Dunas nickte und der Zwerg fuhr fort: „Jedenfalls hatten die Diebe von einer verschlüsselten Nachricht erfahren, die alle unsere Namen an den Statthalter weitergab – selbst die von Nassia und Josuan - und noch einige andere Informationen über uns, zum Beispiel wo die anderen hier draußen zu finden waren und dass Nassia die Prinzessin ist. Wo die Nachricht herkam, wissen wir nicht. Wir sind daraufhin jedenfalls schnell aufgebrochen.

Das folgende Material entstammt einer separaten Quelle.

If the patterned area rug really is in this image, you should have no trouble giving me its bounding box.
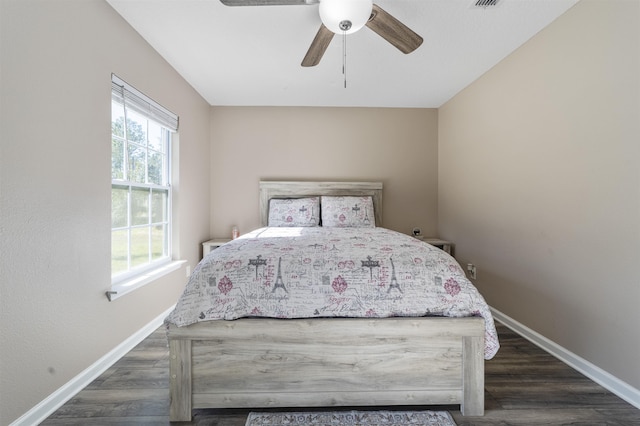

Wir haben hier draußen, dann wieder die anderen getroffen und haben uns auf den Weg Richtung Sendari gemacht. Niemand darf mehr alleine sein. Irgendwann hat Tonyar dann Magto kennengelernt." Es zischte und der fremde Drache spie ein paar Flammen. „Kennengelernt, pah!", Dunas sah verwundert zu ihr, aber Semio erklärte ungerührt weiter: „Daraufhin haben wir Waf eingeweiht, weil es unwahrscheinlich war, dass er uns verraten hat. Er hat uns als einziger in der Stadt helfen können, dich zu finden."
„Sinara hätte das auch gekonnt und ich möchte auch immer noch, dass ihr sie einweiht", erklärte der Zwerg spitz. Semio seufzte und erwiderte: „Nicht jetzt Waf. Ich glaube nicht, dass du Massua dazu überreden kannst. Aber du kannst es ja versuchen."
Waf grummelte etwas Unverständliches, ließ dann Semio weiter reden.
„Dank Wafs Hilfe, haben die Diebe dich schnell gefunden und wir konnten dich raus holen. Wir haben ihm viel zu verdanken, aber dennoch ist es nicht klug, so viele in unsere Mission einzuweihen."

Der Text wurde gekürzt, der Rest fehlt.